Recall of Guidant Pacemakers, ICDs
Thousands of Patients Implanted With Possibly Faulty Heart Devices
WebMD News Archive
June 27, 2006 -- Boston Scientific says 27,200 patients -- 13,800 in the U.S. -- have been implanted with possibly faulty heart devices made by its recently acquired subsidiary, Guidant.
The devices contain a faulty capacitor that may cause them to fail. Five failures have been reported -- four in patients already implanted, and one during the implant operation. None of these patients died, although two pacemaker patients fainted when their devices lost power.
Boston Scientific is recalling:
- Some Insignia and Nexus pacemakers
- Contak Renewal TR and TR 2 cardiac resynchronization pacemakers
- Ventak Prizm 2, Vitality, and Vitality 2 ICDs (implantable cardioverter defibrillators)
Last Friday, the company sent warning letters to doctors and patients. The letters advise patients implanted with these devices to see their doctor as soon as possible. It's not yet clear how many of the devices are faulty.

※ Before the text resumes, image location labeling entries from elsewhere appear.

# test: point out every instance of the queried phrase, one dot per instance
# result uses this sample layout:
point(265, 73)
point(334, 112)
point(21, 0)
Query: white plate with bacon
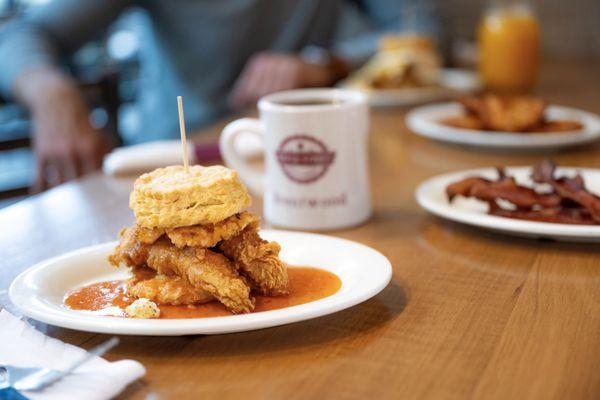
point(481, 198)
point(332, 274)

Company policy, subject to some restrictions, offers a replacement device at no cost and up to $2,500 in unreimbursed medical expenses.
Boston Scientific says it is still investigating the failures, and will promptly provide patients and doctors with any new information.
In a Monday news conference, Boston Scientific said it expects additional recalls of Guidant heart devices. The current recall is the second. Last month, the company announced that nearly 1,000 Guidant heart devices had a defect that could cause their batteries to fail.
Boston Scientific recently acquired Guidant after a bidding war with Johnson & Johnson.
"Boston Scientific believes in notifying physicians in a timely, transparent, and responsible manner," Boston Scientific CEO Jim Tobin said, in a news release.